Sentymentalna podróż Macieja Skorży. "Tylko do pierwszego gwizdka sędziego"

Kiedyś Maciej Skorża pracował w Wiśle przez trzy lata, ale w niedzielę stanie po przeciwnej stronie barykady. Opiekun Lecha nie ukrywa, że to nie będzie dla niego zwyczajny pojedynek.

Szymon Mierzyński
Szymon Mierzyński
- Muszę przyznać, że dość mocno wiążę się z miejscami, w których pracuję. Powroty do tych klubów nie są więc dla mnie czymś, wobec czego przechodzę obojętnie. Gdy pojawię się w Krakowie, to odżyją wspomnienia, spotkam starych znajomych. To wszystko będzie mieć jednak znaczenie tylko do pierwszego gwizdka sędziego. Później skupię się już wyłącznie na tym, by Lech zwyciężył - oznajmił Maciej Skorża.Młody szkoleniowiec pracował przy Reymonta w latach 2007-2010 i był to dla niego całkiem udany okres. Wywalczył z Białą Gwiazdą dwa mistrzostwa Polski. Co ciekawe, w niedzielę po przeciwnej stronie barykady stanie Franciszek Smuda, który w latach 2006-2009 opiekował się Kolejorzem.
Jak Skorża podchodzi do rywalizacji na ławkach trenerskich? - Jeśli chodzi o nasze bezpośrednie starcia gdy ja pracowałem w Krakowie, a trener Smuda w Poznaniu, najbardziej zapadł mi w pamięci mecz z rundy jesiennej sezonu 2007/2008. Wygraliśmy wtedy 4:2, prowadząc już do przerwy 4:0. Ciężki dzień miał wówczas Emilian Dolha.

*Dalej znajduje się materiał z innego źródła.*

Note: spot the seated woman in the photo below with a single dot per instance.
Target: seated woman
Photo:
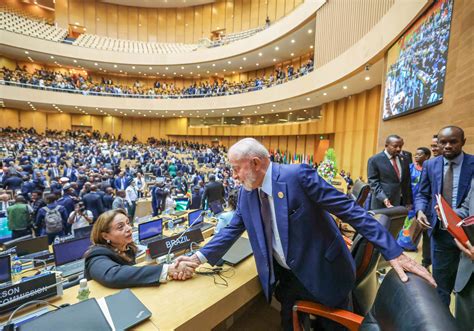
(225, 217)
(111, 258)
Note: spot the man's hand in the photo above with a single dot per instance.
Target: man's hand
(469, 251)
(387, 203)
(182, 271)
(404, 263)
(423, 220)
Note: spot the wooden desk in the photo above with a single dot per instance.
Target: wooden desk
(195, 304)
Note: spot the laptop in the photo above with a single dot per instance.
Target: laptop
(150, 231)
(195, 220)
(34, 248)
(126, 310)
(69, 256)
(84, 232)
(239, 251)
(5, 270)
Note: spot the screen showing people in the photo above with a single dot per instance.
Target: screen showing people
(416, 63)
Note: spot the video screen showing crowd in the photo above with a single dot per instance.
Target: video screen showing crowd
(66, 180)
(417, 63)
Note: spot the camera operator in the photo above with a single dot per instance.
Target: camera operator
(80, 217)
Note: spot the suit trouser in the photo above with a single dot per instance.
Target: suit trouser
(445, 258)
(288, 290)
(465, 306)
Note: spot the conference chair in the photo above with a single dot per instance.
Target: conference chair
(360, 191)
(414, 305)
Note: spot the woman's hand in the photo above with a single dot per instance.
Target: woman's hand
(182, 271)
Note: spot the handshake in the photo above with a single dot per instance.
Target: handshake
(183, 267)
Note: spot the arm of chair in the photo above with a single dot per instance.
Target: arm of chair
(346, 318)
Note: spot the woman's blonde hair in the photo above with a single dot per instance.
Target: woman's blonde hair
(103, 224)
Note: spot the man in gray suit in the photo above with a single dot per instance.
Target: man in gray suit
(464, 284)
(389, 176)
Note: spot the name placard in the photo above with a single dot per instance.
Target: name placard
(161, 247)
(38, 288)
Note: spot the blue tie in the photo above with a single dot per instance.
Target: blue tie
(266, 213)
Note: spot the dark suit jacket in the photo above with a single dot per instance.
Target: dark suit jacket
(431, 183)
(93, 202)
(105, 266)
(312, 243)
(213, 191)
(384, 182)
(466, 266)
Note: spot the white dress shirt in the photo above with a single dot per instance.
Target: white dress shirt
(276, 240)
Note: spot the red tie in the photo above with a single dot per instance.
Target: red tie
(395, 166)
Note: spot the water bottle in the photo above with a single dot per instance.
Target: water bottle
(17, 268)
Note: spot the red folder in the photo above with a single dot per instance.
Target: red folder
(450, 220)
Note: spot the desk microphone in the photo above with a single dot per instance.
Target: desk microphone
(174, 242)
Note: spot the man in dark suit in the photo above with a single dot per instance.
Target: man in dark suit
(464, 284)
(93, 202)
(298, 249)
(213, 191)
(389, 176)
(450, 175)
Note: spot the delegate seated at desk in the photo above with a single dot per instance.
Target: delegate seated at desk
(111, 258)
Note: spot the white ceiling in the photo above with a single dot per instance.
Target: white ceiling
(159, 3)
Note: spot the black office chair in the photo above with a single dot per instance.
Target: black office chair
(366, 257)
(414, 305)
(360, 191)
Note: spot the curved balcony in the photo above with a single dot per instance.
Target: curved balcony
(296, 20)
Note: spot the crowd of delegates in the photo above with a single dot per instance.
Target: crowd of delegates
(417, 77)
(87, 85)
(66, 180)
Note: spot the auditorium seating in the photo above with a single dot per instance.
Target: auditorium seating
(17, 23)
(132, 46)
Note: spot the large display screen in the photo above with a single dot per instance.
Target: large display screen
(416, 63)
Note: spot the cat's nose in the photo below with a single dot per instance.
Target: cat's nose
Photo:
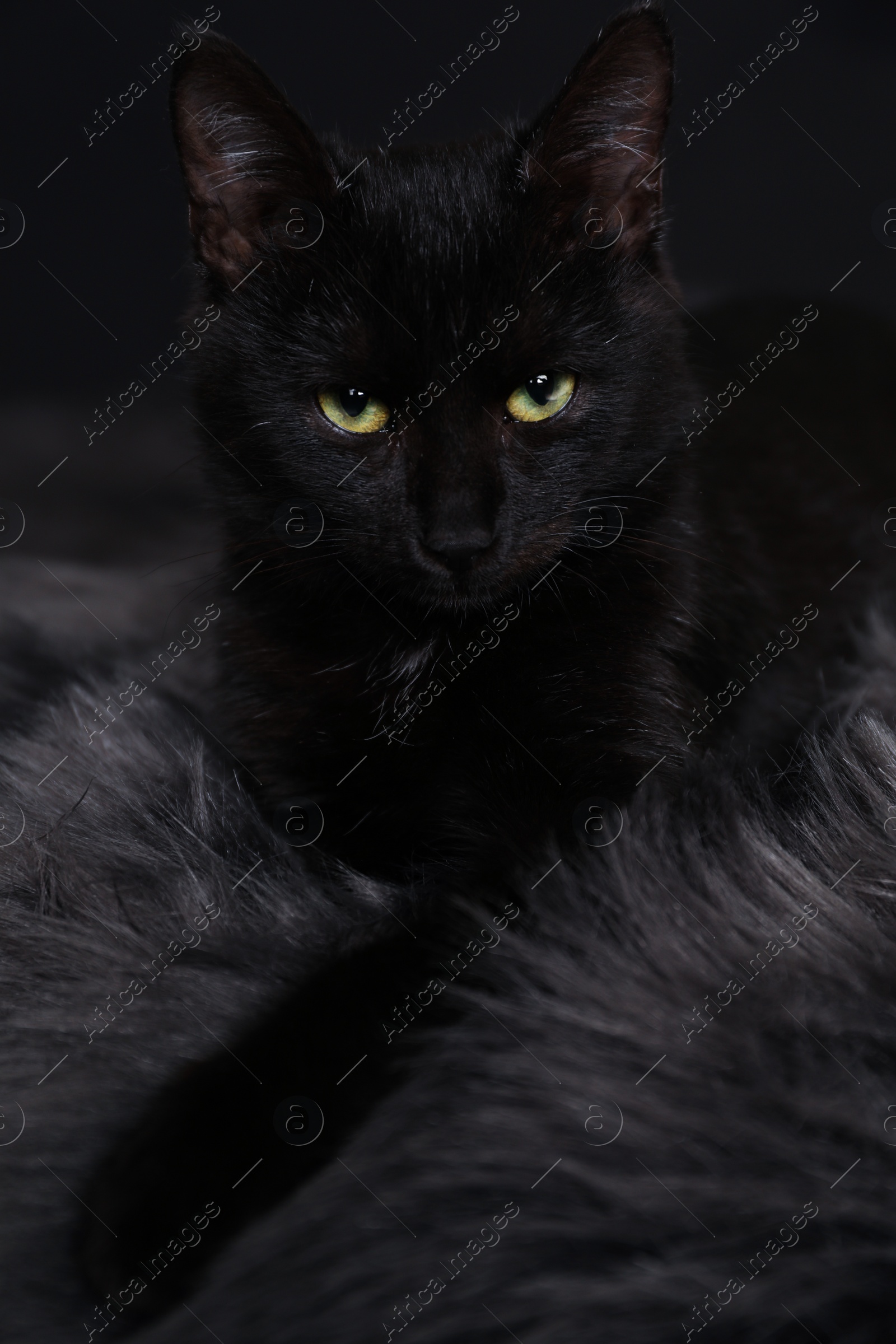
(457, 550)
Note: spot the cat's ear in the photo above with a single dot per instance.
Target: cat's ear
(593, 162)
(245, 155)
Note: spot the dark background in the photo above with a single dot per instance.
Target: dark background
(755, 205)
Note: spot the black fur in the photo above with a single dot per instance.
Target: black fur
(372, 642)
(589, 667)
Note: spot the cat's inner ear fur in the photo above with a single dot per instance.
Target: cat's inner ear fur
(245, 155)
(593, 163)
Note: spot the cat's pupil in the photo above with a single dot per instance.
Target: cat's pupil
(352, 400)
(540, 388)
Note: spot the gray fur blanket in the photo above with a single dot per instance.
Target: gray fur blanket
(664, 1103)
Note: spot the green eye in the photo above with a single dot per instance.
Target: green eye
(542, 395)
(354, 410)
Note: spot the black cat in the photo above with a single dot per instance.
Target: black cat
(481, 570)
(476, 569)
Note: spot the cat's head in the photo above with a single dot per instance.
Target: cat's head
(452, 351)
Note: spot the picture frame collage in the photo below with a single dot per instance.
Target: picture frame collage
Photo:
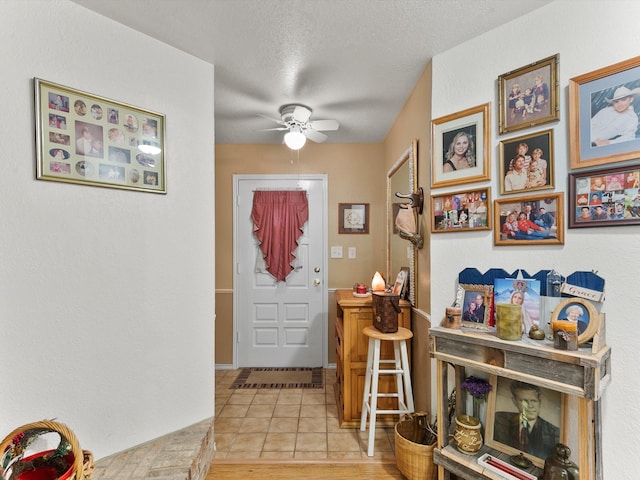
(87, 139)
(529, 97)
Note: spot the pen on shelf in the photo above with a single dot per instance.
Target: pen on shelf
(506, 468)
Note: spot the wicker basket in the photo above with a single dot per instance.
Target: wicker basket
(76, 464)
(386, 307)
(414, 460)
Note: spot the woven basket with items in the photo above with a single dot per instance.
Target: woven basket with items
(23, 459)
(415, 439)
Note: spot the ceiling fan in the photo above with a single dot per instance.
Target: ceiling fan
(295, 120)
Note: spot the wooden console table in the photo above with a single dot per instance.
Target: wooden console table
(353, 314)
(583, 375)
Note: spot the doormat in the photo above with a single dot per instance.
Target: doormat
(280, 378)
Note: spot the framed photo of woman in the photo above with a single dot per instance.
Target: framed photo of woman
(603, 115)
(461, 147)
(526, 163)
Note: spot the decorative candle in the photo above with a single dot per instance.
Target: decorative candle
(377, 284)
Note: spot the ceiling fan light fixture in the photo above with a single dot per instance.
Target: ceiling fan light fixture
(295, 139)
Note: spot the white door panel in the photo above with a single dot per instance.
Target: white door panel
(280, 324)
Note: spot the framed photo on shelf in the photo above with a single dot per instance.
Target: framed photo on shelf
(477, 306)
(578, 311)
(353, 218)
(525, 292)
(86, 139)
(461, 211)
(512, 406)
(603, 120)
(531, 220)
(526, 163)
(402, 282)
(605, 197)
(529, 96)
(461, 147)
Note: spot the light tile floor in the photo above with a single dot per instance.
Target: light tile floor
(300, 424)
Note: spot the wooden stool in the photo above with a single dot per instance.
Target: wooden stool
(401, 371)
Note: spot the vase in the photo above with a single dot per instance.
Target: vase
(467, 434)
(508, 321)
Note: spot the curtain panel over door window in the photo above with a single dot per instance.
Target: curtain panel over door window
(278, 218)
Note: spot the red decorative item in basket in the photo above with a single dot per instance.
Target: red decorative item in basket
(386, 307)
(66, 462)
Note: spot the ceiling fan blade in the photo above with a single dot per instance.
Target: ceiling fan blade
(277, 120)
(301, 114)
(315, 136)
(324, 125)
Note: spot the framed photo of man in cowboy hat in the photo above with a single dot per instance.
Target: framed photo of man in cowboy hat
(604, 121)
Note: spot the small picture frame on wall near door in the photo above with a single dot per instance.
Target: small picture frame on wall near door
(605, 197)
(529, 95)
(353, 218)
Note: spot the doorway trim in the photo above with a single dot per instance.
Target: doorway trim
(325, 261)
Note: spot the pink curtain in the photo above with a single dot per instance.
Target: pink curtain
(278, 218)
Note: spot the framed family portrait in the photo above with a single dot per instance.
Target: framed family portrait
(605, 197)
(477, 306)
(461, 147)
(528, 96)
(523, 292)
(87, 139)
(523, 417)
(461, 211)
(580, 312)
(526, 163)
(353, 218)
(603, 115)
(531, 220)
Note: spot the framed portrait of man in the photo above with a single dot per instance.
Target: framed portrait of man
(524, 418)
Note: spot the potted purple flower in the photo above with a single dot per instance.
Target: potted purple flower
(479, 388)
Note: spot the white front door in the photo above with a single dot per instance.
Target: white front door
(281, 324)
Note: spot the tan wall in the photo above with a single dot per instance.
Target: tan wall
(356, 174)
(414, 121)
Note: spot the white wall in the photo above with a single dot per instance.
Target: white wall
(587, 36)
(106, 296)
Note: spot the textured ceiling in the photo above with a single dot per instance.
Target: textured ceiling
(355, 61)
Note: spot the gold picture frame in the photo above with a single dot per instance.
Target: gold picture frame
(550, 232)
(536, 147)
(519, 108)
(471, 126)
(353, 218)
(591, 96)
(461, 211)
(86, 139)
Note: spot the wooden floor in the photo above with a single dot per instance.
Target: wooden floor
(308, 471)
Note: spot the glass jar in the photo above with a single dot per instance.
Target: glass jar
(467, 434)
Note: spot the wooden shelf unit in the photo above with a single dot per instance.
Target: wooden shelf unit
(353, 314)
(582, 374)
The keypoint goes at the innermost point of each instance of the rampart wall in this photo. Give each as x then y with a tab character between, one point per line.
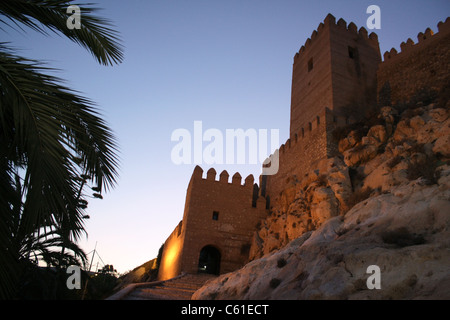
418	69
335	68
298	155
218	213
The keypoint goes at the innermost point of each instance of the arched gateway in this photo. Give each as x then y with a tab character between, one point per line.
209	260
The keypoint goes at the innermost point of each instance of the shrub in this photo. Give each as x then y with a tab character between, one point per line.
274	283
425	169
358	196
394	161
281	263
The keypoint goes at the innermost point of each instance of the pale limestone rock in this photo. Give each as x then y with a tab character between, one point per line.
331	262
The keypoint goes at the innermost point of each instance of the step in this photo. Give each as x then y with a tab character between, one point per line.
178	289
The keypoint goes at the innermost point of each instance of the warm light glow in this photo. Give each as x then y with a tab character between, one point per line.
170	260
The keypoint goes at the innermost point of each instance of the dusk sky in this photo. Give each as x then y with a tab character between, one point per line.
227	63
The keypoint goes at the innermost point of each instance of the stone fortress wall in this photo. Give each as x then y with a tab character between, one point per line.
337	76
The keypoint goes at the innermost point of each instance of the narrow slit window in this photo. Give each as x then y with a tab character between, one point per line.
310	64
352	53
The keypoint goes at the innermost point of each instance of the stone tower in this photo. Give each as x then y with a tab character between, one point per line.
335	69
217	227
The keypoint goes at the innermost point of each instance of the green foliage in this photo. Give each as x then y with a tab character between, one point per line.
53	144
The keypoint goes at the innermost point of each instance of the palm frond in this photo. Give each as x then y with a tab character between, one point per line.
96	34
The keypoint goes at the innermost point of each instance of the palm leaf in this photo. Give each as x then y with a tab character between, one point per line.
96	34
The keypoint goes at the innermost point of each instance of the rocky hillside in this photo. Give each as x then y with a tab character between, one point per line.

Nie nastawiam się jednak specjalnie na rywalizację z Franciszkiem Smudą. To żywa legenda polskiej piłki, a ja jestem szkoleniowcem średniego pokolenia, wciąż na dorobku - zaznaczył.

W obecnej edycji Skorża i Smuda stanęli naprzeciw siebie 24 września w pojedynku 1/16 finału Pucharu Polski. Lech wygrał wtedy z występującą w rezerwowym składzie Białą Gwiazdą 2:0.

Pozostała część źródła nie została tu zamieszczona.